Oesophagus is the medical term for the hollow muscular tube/ food pipe that goes from your throat to your stomach. When you swallow food or drink any liquids; it passes into your stomach through the oesophagus. The upper and lower ends of the tube are pinched together by muscles called as sphincters. When you swallow food these sphincter muscles relax and allow for food and water to pass to the stomach, and then they close back rapidly to prevent leaking of food, drink or acid from the stomach back into the oespohagus.

However, if the sphincter at the lower end of the oesophagus does not close properly or opens spontaneously for varying periods of time stomach contents and digestive juices (acid) rise into the oesophagus. The refluxed acid touches the lining of the oesophagus and causes a burning sensation that you experience as heartburn.

TWhen you suffer from persistent acid reflux/ gastroesophageal reflux disease (GERD) for several years, the acid can cause damage to the tissue lining the inside of the oesophagus. During the healing process normal tissue of the oesophagus (where it joins the stomach) gets replaced by tissue that looks similar to that lining your intestines. This medical condition is termed as Barrett’s oesophagus.

However, it is also true that not all patients with GERD develop Barrett’s oesophagus neither do all patients with Barrett’s oesophagus have GERD. Less than 1% of patients with GERD may develop this condition. It is not associated with any particular signs or symptoms other than heartburn, regurgitation of food, excess belching, and hoarseness of voice, sore throat, or chronic cough as seen in GERD. The condition gains importance as in a small number of people it is known to lead to a rare but often deadly type of oesophageal cancer.

If you are a man over 50 years of age with a history of acid reflux disease for more than 10 years you are at an increased risk of developing Barrett’s oesophagus. Smoking and obesity are also risk factors for the condition.

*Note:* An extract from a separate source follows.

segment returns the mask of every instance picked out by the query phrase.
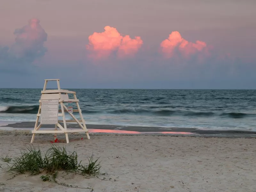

Abnormal tissue in the Barrett’s oesophagus can degenerate into a premalignant phase called as dysplasia that can further degenerate into cancer. If you have Barrett's esophagus it is therefore important that you consult your physician about undergoing endoscopy to evaluate for the risk or existence of cancer. You should have endoscopy performed every 1 to 3 years. A biopsy (section of tissue) may be taken for examination if there is suspicion of any abnormal changes in the cells. This surveillance is necessary because it is seen that before cancer develops precancerous cells appear in the Barrett’s tissue and your physician can warn you for any early signs of cancer. In the presence of abnormal cells suggestive of precancerous condition close surveillance with endoscopy every 3 to 6 months is recommended.